Louis-Pierre Verwee or Louis Pierre Verwée (Kortrijk, 19 March 1807 – Brussels, November 1877) was a Belgian painter known for his rural landscapes with cattle and winter landscapes.[1] He is the principal representative of the Romantic school in Belgian landscape painting characterised by a return to nature.[2]
Life
Louis-Pierre Verwee was born in Kortrijk. He abandoned school prematurely to become a student at the Academy of Fine Arts of Kortrijk. His instructors there included prominent landscape and animal painter Jan Baptiste de Jonghe (1785–1844). He later studied with the landscape and animal painter Eugène Verboeckhoven in Ghent. He established a lifelong friendship with Verboeckhoven and the two artists regularly created artworks together. He followed Verboeckhoven to Brussels.[3]
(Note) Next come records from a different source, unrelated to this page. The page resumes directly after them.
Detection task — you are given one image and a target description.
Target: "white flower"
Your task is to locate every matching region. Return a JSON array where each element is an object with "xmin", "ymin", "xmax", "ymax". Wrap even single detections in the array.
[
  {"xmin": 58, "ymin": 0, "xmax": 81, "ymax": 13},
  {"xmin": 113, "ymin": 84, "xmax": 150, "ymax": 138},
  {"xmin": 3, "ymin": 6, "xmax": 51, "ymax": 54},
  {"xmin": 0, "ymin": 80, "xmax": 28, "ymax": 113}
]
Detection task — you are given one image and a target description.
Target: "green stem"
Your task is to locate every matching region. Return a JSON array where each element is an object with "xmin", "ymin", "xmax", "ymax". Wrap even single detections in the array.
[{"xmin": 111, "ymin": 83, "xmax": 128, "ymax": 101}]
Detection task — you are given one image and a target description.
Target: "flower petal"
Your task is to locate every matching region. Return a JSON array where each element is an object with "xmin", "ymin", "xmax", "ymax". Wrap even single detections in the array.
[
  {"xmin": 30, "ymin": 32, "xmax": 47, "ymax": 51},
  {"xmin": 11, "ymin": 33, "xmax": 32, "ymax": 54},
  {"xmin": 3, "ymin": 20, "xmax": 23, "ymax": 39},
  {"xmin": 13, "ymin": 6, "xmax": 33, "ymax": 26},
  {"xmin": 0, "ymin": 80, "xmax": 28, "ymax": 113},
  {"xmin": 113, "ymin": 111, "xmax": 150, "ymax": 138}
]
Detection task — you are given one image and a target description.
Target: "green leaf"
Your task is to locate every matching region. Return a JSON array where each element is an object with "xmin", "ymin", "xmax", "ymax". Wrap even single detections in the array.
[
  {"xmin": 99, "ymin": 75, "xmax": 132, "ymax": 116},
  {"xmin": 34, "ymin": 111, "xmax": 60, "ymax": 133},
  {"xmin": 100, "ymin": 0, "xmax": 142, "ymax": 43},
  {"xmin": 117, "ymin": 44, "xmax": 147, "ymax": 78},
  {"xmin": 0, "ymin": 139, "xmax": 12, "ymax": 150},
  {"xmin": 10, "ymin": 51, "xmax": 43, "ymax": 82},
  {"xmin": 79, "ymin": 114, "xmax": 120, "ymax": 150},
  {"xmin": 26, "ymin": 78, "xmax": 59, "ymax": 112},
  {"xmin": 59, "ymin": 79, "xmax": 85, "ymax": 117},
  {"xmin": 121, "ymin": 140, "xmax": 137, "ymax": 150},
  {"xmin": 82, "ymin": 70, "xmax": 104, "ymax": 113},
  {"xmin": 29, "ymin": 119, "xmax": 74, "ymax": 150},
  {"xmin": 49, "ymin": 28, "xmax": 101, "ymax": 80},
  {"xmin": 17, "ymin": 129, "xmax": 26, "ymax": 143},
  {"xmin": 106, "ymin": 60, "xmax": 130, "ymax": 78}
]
Later in his life he traveled through Germany, France and the Netherlands and stayed in London from 1867 to 1868. He was a friend of Constant Troyon and Gustave Courbet.[4]
He married Claire van der Smissen, with whom he had one daughter and three sons, two of whom became painters: Alfred Verwee became an internationally renowned animal painter and Louis-Charles Verwee was a genre and portrait painter.[3]
Work
Louis-Pierre Verwee was a landscape and animal painter. His early works are similar to those of his master Verboeckhoven, to the extent that it is often difficult to distinguish their work. Verboeckhoven sometimes painted the figures and animals in Verwee's pictures.[5]
In the later part of his career he strived for innovation, but from 1837 onwards he became stuck in ever-changing winter landscapes. This type of winter landscapes had become popular due to the work of Barend Cornelis Koekkoek and Andreas Schelfhout. Louis-Pierre Verwee depicted these landscapes with low-hanging, heavy snow clouds over wintry land and waterways and dotted with figures. He used light blue and metallic gray in his color palette in an effort to suggest the intimate, moody aspect of such landscapes. In some of these paintings Florent Willems and Verboeckhoven painted the figures.[3]
He made a number of lithographs after works of Eugène Verboeckhoven.